Prototyping is used as a quick and dirty way to flesh out an idea or test out an issue that you don’t know the answer to. There’s lots of different ways you can prototype ranging from stop motion animations using paper to flash animations to actual prototyping software.

I first started with paper prototyping on a new project with my co-worker & UX Strategist, Alli Dryer. We wanted to find a good layout for existing content for an iPad app. We used a mix of paper, crayons and a few printed out mockups and placed them in an iPad sized paper frame. This allowed us to quickly play with different layout options and get a feel for how each section could move. This helped rule out layouts that didn’t feel right in the device pretty quick and hone in on a few that we could play with further. It was a time saver for us and the developer.


You have to keep in mind to NOT spend your precious time making this thing. Your inner OCD will appear as you’re cutting out pieces of paper as you realize they don’t equally match. Don’t worry about this! Remind yourself that these are never works of art, they are merely to get the idea out there and once the idea is established, it WILL be thrown away as new ideas are branched off from this one.

The next iteration was testing out various interactions; this is just playing around to see how things work. It’s fast paced; you get a quick confirm (this totally works!) or deny (oh god, don’t ever do this again!). We really didn’t want to involve the developers in the testing phase of this cause it would really be wasting their time. It was best for us to just figure out what we could on our own, and then talk to them to test out our findings.

For this we used the app iStopMotion, it uses a combination of both the iPhone and iPad. I set up a tripod and positioned the iPhone using a Glif mount. This is what we used for the camera. The iPad was used as a base station, allowing us to play with the exposure, focus and taking the actual shots. The result was a quick stop motion video that mimics actual interaction enough to tell if it was something we wanted to move forward with or try something else.

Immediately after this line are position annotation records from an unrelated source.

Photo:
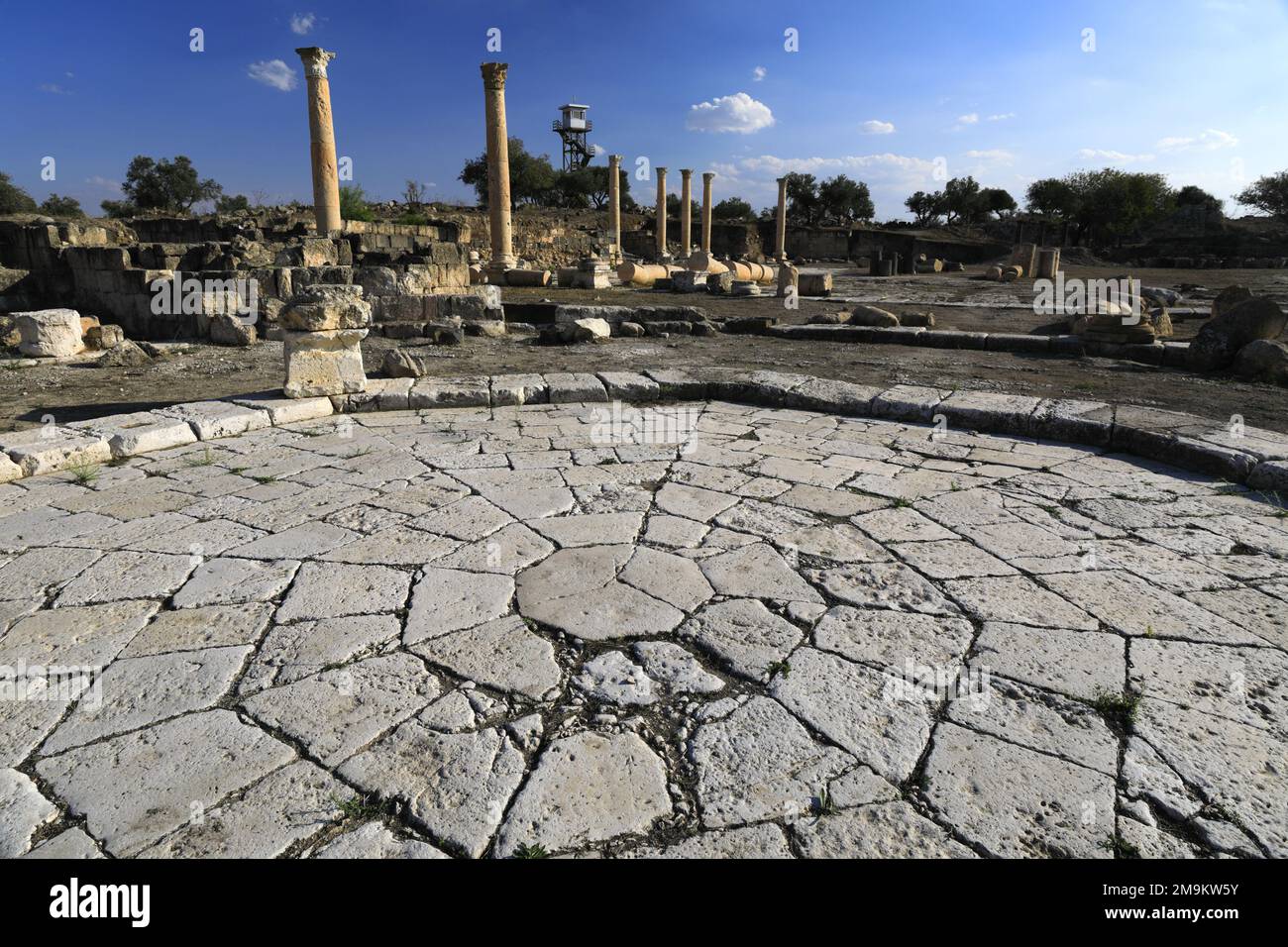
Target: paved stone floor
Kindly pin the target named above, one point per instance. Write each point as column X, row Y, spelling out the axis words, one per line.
column 699, row 630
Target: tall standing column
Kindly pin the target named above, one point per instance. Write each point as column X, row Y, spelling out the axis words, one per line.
column 706, row 210
column 781, row 243
column 614, row 208
column 497, row 170
column 326, row 179
column 686, row 211
column 661, row 213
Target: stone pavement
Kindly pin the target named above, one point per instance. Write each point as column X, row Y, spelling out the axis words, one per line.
column 697, row 630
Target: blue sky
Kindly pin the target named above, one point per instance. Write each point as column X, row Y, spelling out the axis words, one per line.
column 884, row 91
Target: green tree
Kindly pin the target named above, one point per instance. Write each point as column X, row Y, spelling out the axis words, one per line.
column 532, row 176
column 167, row 185
column 353, row 204
column 732, row 209
column 845, row 198
column 1267, row 193
column 54, row 205
column 961, row 200
column 231, row 204
column 803, row 200
column 995, row 200
column 926, row 208
column 13, row 198
column 1052, row 197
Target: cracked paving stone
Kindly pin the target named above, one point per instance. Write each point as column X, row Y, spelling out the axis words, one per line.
column 505, row 552
column 756, row 571
column 675, row 579
column 1237, row 767
column 375, row 840
column 119, row 577
column 590, row 528
column 745, row 635
column 294, row 652
column 22, row 812
column 918, row 647
column 675, row 669
column 1038, row 720
column 68, row 844
column 613, row 678
column 235, row 581
column 1056, row 809
column 694, row 502
column 88, row 635
column 951, row 560
column 883, row 585
column 500, row 654
column 1078, row 664
column 1127, row 604
column 889, row 830
column 335, row 590
column 585, row 789
column 196, row 629
column 446, row 600
column 336, row 712
column 35, row 573
column 468, row 519
column 136, row 789
column 862, row 710
column 1019, row 600
column 1244, row 684
column 455, row 785
column 398, row 545
column 760, row 763
column 286, row 806
column 296, row 543
column 765, row 840
column 140, row 690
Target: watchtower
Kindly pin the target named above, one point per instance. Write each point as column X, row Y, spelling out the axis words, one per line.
column 572, row 129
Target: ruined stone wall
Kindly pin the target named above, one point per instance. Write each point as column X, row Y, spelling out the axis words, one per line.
column 546, row 237
column 81, row 266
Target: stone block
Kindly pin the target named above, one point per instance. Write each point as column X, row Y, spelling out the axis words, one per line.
column 50, row 449
column 463, row 392
column 50, row 333
column 141, row 432
column 323, row 364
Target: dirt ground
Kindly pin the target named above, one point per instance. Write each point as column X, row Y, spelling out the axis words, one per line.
column 191, row 372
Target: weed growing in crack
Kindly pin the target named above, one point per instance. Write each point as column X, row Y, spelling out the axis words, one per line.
column 1117, row 707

Once the app was in the design phase, we started putting the comps in Field Test. This tool allows you to upload comps, apply tappable hotspots that animate with touches and gestures. You can share this project via mobile friendly link, where you could present the prototype on an actual device. This gave the client a sense of the look and feel of the app, so they weren’t just looking at flat comps. Although there were some limitations to animations, this became our living spec document.

Sometimes just verbally explaining animations with various swooshing noises and crazy hand gestures receives an audience of blank stares. Flash or any other animation software is really handy when you’re trying to explain how screens should transition between each other. This is also something that you REALLY have to get right or it’s just a completely wrong and horrible experience. With this knowledge on my shoulders, I had to get the animation right (or pretty dang close) to show the developer. There was a ‘No Jankyness Allowed’ standard that we wanted to live up to. You can see below one of these animations:

Prototyping is great for design iterations, but it also a great tool to help others understand your idea concretely. Prototyping allowed us brainstorm many options until we were ready to plunge ourselves in the app process. It also allowed us to fail without going in too deep and wasting time. Prototyping gave us something to show the client so they could see how things were going to function in the app, before the app was built. This also gave the client something to show to their team internally, making approvals to go by a little smoother on both sides.